Margaret Mitchell Marsh lies in the original section of Oakland, her grave adorned with roses. The author of Gone with the Wind set scenes in this very cemetery -- in her 1936 novel, Oakland is the final resting place of Scarlett O'Hara's first husband, Charles Hamilton. Near Mitchell's grave stands a gas lamp, one of the original 50 installed by the Atlanta Gas Light Company in 1856, bearing scars from the shelling of Atlanta in 1864. The lamp was donated by Franklin Miller Garrett, dubbed Atlanta's Official Historian, who spent decades cataloging the cemetery's graves and Atlanta's broader history. On a hill nearby rises the Austell Mausoleum, built in Gothic Revival style in the 1880s for Alfred Austell, a founder of Atlanta National Bank. It cost $90,000 then -- over $3 million in today's terms. The Bell Tower, built in 1899 on the site of a farmhouse from which General John Bell Hood directed Confederate forces during the Battle of Atlanta on July 22, 1864, now serves as the Historic Oakland Foundation's offices and visitor center.

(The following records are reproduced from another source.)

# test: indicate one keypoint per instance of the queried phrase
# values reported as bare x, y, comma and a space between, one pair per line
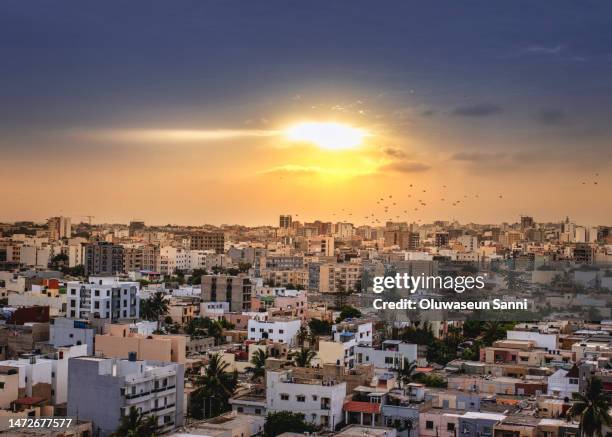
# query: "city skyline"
193, 118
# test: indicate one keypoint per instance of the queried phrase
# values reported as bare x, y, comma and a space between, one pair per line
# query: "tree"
154, 308
303, 357
259, 363
213, 389
348, 312
406, 372
592, 409
282, 421
319, 327
136, 424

Oakland has endured what few Atlanta landmarks can claim: it outlasted Sherman's fires and a direct hit from a tornado. On March 14, 2008, a tornado tore through downtown Atlanta -- the first to strike the city center since weather records began in the 1880s. The storm's greatest intensity was centered directly over the cemetery. City Sexton Sam Reed estimated 50 to 60 trees toppled, dozens of headstones and obelisks destroyed, and debris from surrounding buildings scattered across the grounds. A shredded window blind was found draped around a grave marker like a necklace. Oakland was never a perpetual care cemetery; maintenance fell to the families of the interred. As generations moved away and connections faded, many graves fell into neglect. The Historic Oakland Foundation, established shortly after Oakland was placed on the National Register of Historic Places in 1976, has worked to restore what time and weather have degraded. The last traditional plots were sold in 1884, but burials continue on family-owned land. Among the most recent: former mayor Maynard Jackson, Atlanta's first African American mayor, laid to rest on a plot contributed by the city itself.
Located at 33.749N, 84.371W in the Grant Park neighborhood of central Atlanta, Georgia. Oakland Cemetery covers approximately 48 acres and is clearly visible as a large green space east of downtown. Nearest airports: Hartsfield-Jackson Atlanta International Airport (KATL) approximately 7nm south, DeKalb-Peachtree Airport (KPDK) approximately 7nm northeast, Fulton County Airport-Brown Field (KFTY) approximately 10nm northwest. The cemetery's tree canopy, pathways, and the Confederate Obelisk are distinguishable from low altitudes. Best viewed at 1,500-3,000 feet AGL. Adjacent to Grant Park and the Atlanta Zoo.